A decision made by the Student Association Supreme Court on Saturday, Feb. 12 rendered a paragraph of the charter review law unconstitutional, granting some rejected organizations a re-evaluation by the Finance Committee. Because of the decision, budget council, which had been scheduled for this coming weekend, has been postponed.
"The constitution says you cannot control the ‘internal operations’ which means you cannot reject what an organization wants to do," Associate Justice Adam King said at the trial.
In addition, Chief Justice Scott Silver declared the Oswego Cheerleading Association was at a disadvantage while submitting its charter because there had been miscommunication between S.A. and their treasurer. The Finance Committee was ordered to re-evaluate the Cheerleading Association’s charter.
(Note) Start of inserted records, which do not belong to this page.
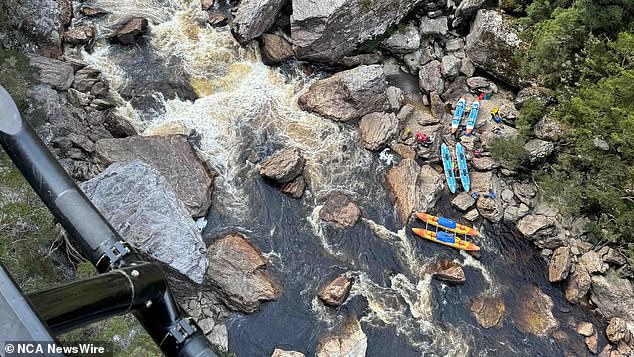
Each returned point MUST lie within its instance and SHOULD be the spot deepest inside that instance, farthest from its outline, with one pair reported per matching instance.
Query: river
(244, 112)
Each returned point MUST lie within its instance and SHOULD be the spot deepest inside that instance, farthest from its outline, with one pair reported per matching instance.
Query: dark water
(301, 264)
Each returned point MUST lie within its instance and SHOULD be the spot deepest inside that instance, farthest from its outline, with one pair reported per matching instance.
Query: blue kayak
(473, 116)
(447, 164)
(457, 115)
(462, 167)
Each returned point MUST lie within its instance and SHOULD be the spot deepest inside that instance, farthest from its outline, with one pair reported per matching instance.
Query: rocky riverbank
(388, 71)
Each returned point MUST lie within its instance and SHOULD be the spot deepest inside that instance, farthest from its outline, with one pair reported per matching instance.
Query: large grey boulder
(142, 206)
(331, 29)
(237, 268)
(58, 74)
(491, 45)
(413, 187)
(174, 157)
(348, 95)
(377, 129)
(253, 17)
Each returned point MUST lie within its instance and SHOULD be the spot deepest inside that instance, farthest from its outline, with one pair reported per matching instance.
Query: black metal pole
(175, 332)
The Finance Committee was ordered to contact organizations that had their charter rejected on the basis of content within 48 hours of the ruling. Organizations would then be able re-submit their charters with the rejection letter stating why they were rejected.
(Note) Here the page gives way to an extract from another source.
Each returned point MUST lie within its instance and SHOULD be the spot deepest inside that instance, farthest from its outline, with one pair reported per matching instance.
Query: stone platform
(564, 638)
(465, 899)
There was a mix-up that caused the Finance Committee to interpret the ruling in a different way. While the ruling did not state the tier bills that were previously passed had to be written, it was initially taken as such.
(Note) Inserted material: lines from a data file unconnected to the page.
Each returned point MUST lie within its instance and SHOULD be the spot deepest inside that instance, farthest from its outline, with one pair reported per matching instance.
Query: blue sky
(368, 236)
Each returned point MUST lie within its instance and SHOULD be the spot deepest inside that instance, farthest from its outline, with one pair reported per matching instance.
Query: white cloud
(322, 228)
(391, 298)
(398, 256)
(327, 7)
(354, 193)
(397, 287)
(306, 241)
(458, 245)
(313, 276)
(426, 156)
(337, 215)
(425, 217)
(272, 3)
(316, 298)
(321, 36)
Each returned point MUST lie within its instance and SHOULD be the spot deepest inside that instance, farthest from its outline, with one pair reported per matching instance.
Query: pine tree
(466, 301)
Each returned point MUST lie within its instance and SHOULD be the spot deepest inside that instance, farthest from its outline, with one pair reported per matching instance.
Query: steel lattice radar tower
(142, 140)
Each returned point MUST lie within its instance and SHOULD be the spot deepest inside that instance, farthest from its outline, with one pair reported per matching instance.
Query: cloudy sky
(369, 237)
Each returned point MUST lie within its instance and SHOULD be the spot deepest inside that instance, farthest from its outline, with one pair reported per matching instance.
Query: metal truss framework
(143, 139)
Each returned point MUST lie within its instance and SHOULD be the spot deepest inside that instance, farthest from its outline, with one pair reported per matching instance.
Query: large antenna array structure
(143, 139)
"Scott [Silver] had said that the tier bills had to be redone due to the fact that they had not included those organizations that had to be re-evaluated," King said. "But what happened in the actual case is that we said ‘no you don’t have to invalidate the tier bills, what you can do is add on the organizations that were at the time rejected because of content.’ All they had to do was attach addendums to the tier bill."
"What I thought was going to play out was that the organizations would go to the senate meeting on Tuesday and make sure everything was okay with their charter," King said. "Then the senate could have added the tier bills as a special order, then attach the organizations that had been excluded. Then they could have re-passed the tier bill and then everything else would have been fine for Saturday."
At Tuesday’s senate meeting, the Cheerleading Association’s charter was rejected again.
"The committee felt that we still had to stick to the principal that they handed it in late even though the majority of organizations, 55 organizations, handed it in on time," Chair of the Finance Committee Kris Brandow said.
The Cheerleading Association is currently in the process of appealing the decision in front of the Finance Committee to explain why the charter was late, Brandow said.
According to Brandow, there are three reasons the Finance Committee can reject a charter: if the charter was handed in after the deadline, if the charter was returned to the organization and did not follow up to appeal it and if an organization is ineligible for the tier status they are applying for.
Tier III organizations that have requested $3,500 or less have been asked to sign a tier conversion form, Brandow said.
"The reason that those clubs were Tier III before was that they got their money on day one," S.A. Vice President Ajay Lentini said. "Now it’s not really effecting them at all so, if they are a Tier II, they are still getting their money at the same time and are in a tier that more accurately reflects their budget needs over the past five years."